Install DeepSpeech programmatically on Windows

Say I want to install Python + DeepSpeech on a Windows machine without the user having to do anything. How would I do this? Could I not just unpack an archive containing the Python interpreter and the deepspeech module to some directory? Or am I overlooking something?

(Sorry, I’m not a Python expert… )

Many greetings

Inference ? Training ?

I need just inference, not training

You don’t need to use the python bindings, you can use others as well, including .Net or C++. What are you building exactly ?

Oh, yeah that sounds better. I have a Java application that just wants to run audio samples through a standard English DeepSpeech model.

So, we have Java bindings, but they are currently limited to Android. We would welcome any effort to make that not limited to Android, but we are not java-ists, so we need some help there :slight_smile:

I see, thanks. Making a Java binding sounds complicated, I don’t know if I’ll have the time…

Can’t we make a simple deepspeech-recognize.exe using the C bindings that you pass an audio file to on the command line?

The Java bindings already exists, it’s just that we only build and ship them on Android, and thus we don’t know if / how much it works on other platforms.

You can, but you will have much less efficient use of the API …

Again what are you building exactly ?

I am building desktop chat bots that are supposed to constantly listen to speech input. I have a (rudimentary) VAD and send audio clips to either wit.ai or locally installed speech engines.

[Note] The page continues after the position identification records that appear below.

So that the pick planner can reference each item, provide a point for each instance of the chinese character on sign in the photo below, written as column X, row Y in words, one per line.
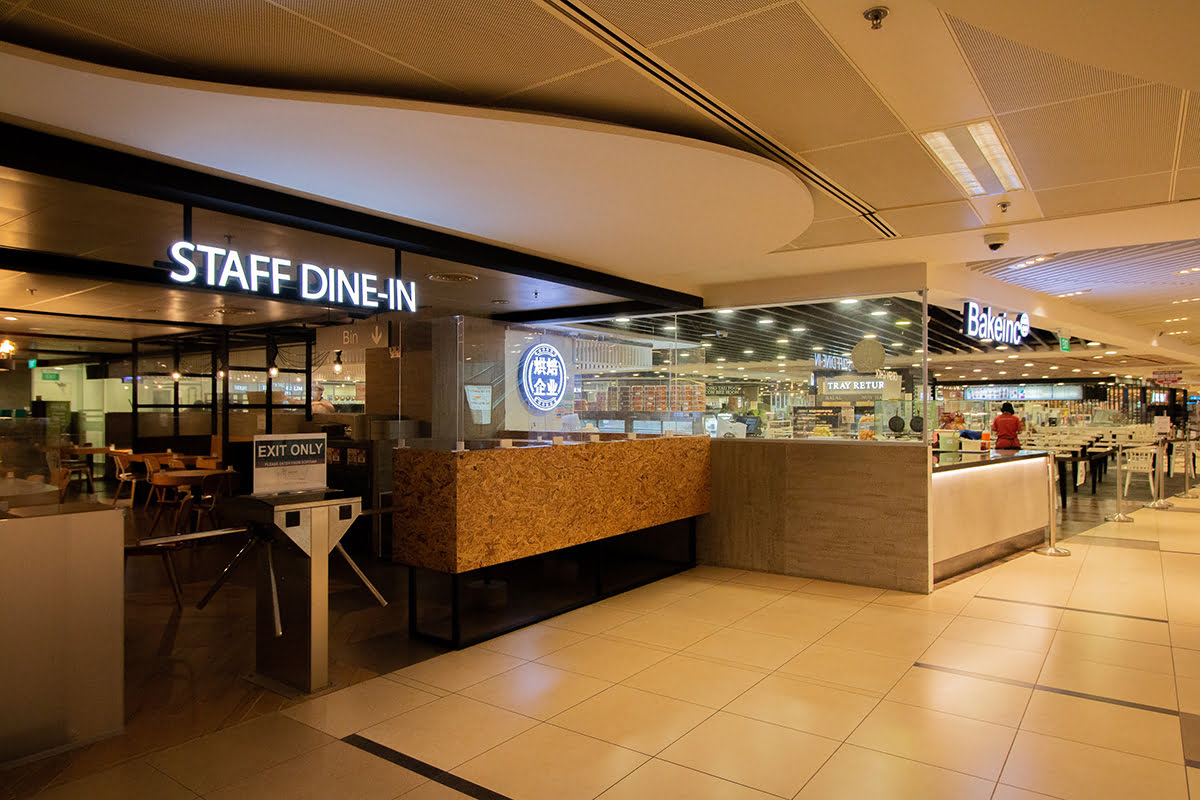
column 543, row 394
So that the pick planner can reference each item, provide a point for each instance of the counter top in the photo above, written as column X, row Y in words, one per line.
column 949, row 459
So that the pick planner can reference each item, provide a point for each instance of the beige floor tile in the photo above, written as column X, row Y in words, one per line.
column 633, row 719
column 1108, row 680
column 772, row 581
column 533, row 642
column 935, row 738
column 787, row 623
column 845, row 590
column 449, row 731
column 1077, row 771
column 130, row 780
column 695, row 680
column 666, row 781
column 970, row 697
column 228, row 756
column 549, row 763
column 904, row 619
column 461, row 668
column 713, row 572
column 665, row 629
column 431, row 791
column 894, row 642
column 847, row 668
column 1105, row 725
column 1001, row 635
column 591, row 619
column 606, row 659
column 537, row 690
column 856, row 773
column 750, row 752
column 945, row 601
column 796, row 703
column 1009, row 612
column 984, row 660
column 1119, row 627
column 748, row 648
column 336, row 770
column 358, row 707
column 1119, row 653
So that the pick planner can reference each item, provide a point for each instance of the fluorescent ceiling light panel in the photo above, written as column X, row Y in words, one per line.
column 948, row 155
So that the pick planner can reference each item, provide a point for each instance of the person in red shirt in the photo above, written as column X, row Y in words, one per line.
column 1007, row 426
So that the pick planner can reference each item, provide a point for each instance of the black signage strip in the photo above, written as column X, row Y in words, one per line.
column 76, row 161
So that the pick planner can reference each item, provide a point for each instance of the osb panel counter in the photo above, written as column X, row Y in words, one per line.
column 460, row 511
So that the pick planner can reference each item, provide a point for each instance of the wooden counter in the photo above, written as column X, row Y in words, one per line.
column 460, row 511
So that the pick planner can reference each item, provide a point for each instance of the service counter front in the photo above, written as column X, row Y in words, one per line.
column 499, row 537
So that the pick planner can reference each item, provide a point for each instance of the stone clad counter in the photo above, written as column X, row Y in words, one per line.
column 461, row 511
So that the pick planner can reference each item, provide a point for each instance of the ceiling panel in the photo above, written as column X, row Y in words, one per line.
column 887, row 173
column 1104, row 196
column 616, row 92
column 1122, row 133
column 196, row 37
column 1014, row 76
column 652, row 23
column 833, row 232
column 927, row 220
column 486, row 48
column 778, row 70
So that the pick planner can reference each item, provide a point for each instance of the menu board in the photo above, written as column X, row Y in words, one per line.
column 805, row 419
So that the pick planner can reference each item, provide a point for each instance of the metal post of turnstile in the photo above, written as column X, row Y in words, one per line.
column 1120, row 516
column 1161, row 504
column 1187, row 465
column 1053, row 547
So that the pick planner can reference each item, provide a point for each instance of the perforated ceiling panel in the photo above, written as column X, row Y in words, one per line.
column 616, row 92
column 652, row 23
column 892, row 172
column 834, row 232
column 486, row 47
column 779, row 70
column 1104, row 196
column 1015, row 76
column 927, row 220
column 268, row 44
column 1122, row 133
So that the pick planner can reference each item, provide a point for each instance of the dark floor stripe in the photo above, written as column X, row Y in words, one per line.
column 1043, row 687
column 1113, row 541
column 1071, row 608
column 423, row 769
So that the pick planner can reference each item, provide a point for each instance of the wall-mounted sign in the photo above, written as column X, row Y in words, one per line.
column 226, row 269
column 543, row 377
column 823, row 361
column 983, row 324
column 289, row 463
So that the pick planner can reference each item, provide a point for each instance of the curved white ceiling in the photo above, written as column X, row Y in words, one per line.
column 612, row 198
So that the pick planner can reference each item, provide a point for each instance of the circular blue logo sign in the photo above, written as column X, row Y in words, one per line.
column 543, row 377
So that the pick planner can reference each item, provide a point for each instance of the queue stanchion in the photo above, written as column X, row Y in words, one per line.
column 1120, row 516
column 1188, row 494
column 1053, row 547
column 1161, row 503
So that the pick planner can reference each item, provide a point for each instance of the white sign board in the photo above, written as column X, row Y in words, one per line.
column 293, row 462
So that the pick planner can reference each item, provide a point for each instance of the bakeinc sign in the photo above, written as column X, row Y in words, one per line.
column 226, row 269
column 983, row 324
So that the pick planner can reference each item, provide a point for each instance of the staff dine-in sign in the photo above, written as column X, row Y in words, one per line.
column 223, row 268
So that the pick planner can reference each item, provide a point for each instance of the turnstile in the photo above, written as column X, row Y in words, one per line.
column 295, row 533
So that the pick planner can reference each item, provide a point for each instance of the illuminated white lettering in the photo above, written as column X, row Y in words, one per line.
column 309, row 272
column 210, row 263
column 177, row 254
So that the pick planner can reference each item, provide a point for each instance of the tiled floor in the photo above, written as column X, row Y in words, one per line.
column 1073, row 678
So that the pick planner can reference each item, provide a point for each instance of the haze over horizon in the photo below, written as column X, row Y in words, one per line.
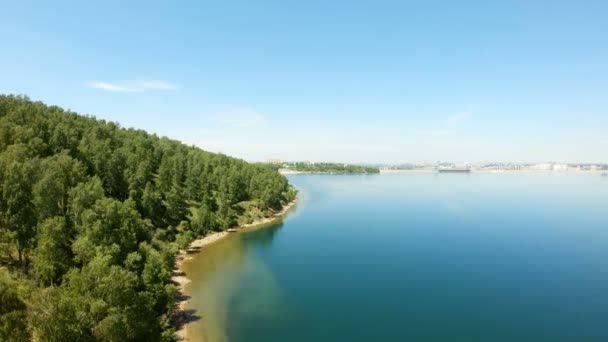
column 375, row 82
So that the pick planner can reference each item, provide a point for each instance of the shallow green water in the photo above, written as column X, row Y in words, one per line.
column 420, row 257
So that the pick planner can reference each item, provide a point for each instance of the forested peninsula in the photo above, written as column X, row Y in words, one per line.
column 334, row 168
column 92, row 215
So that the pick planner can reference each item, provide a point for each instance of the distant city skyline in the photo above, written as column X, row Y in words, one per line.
column 342, row 81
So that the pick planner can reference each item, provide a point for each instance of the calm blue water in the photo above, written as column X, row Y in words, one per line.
column 421, row 257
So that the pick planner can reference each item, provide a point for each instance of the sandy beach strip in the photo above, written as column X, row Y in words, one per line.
column 195, row 246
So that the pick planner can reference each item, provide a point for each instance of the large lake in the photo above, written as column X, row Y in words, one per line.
column 418, row 257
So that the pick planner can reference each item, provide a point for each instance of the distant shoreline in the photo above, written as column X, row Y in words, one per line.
column 504, row 171
column 180, row 278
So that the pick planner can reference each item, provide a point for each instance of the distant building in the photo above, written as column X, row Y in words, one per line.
column 560, row 167
column 275, row 161
column 542, row 166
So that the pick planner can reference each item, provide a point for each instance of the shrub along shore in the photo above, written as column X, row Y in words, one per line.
column 92, row 216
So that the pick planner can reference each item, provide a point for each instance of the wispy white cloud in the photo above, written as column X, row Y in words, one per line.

You can, but you will have much less efficient use of the API …

You mean performance-wise?

Well, kind of. With your description, it makes 100% sense to use streaming in the API, which is going to be super-inefficient if you constantly fork a new process.

IMHO you’ll spend more time writing your C / C++ small binary and making that work efficiently than help us on the Java binding and directly integrate properly into your app.

OK, I am compiling the Java bindings on Linux (my development platform) as a first test. This is what I get:

A problem occurred configuring project ‘:app’.

SDK location not found. Define location with sdk.dir in the local.properties file or with an ANDROID_HOME environment variable.

Well, I told you we only support and build targetting Android … That’s the point where we need help … Last time I did non Android java code was 10+ years ago.

I see. Well, I am still in favor of the “deepspeech.exe” idea. It could be a process that keeps running, receives audio file paths on STDIN and outputs the results on STDOUT.

I can’t force you, but as I said this is going to be less than suboptimal, complicated, and inefficient. We could really use the help from people who are at ease with Java …

Not sure what would be inefficient about it? Don’t see why.

I am at ease with Java but I normally use my own build tools (not Gradle)…

Because you have to re-expose the streaming API over stdin/stdout ? Tell me how not inefficient that is going to be ?

Please, what do you not understand with we need your help because we only support Android. Nobody said that outside of Android you should be forced to use gradle: I DONT KNOW THE JAVA ECOSYSTEM.

STDIN/STDOUT should be trivial in overhead compared to the actual recognition…

OK, I get it, you want help with Java :slight_smile: I’m not a JNI guru either, so I’m not sure I’m the right guy. Maybe I’ll have a flash of motivation and try to sort this out.

Thank you for all your answers.

https://deepspeech.readthedocs.io/en/latest/Java-API.html

I’m not talking about temporal or spatial complexity, but about the mess to re-implement API over stdin/stdout.

It’s your project, but it will also be another extra layer painful to deal with if you have to debug recognition itself.

Seriously, the JNI part should not be different. It’s really about building / packaging / using outside of Android.

Well, there are other considerations too… JNI is risky as it can crash the JVM if anything is implemented badly. External processes ease the mind.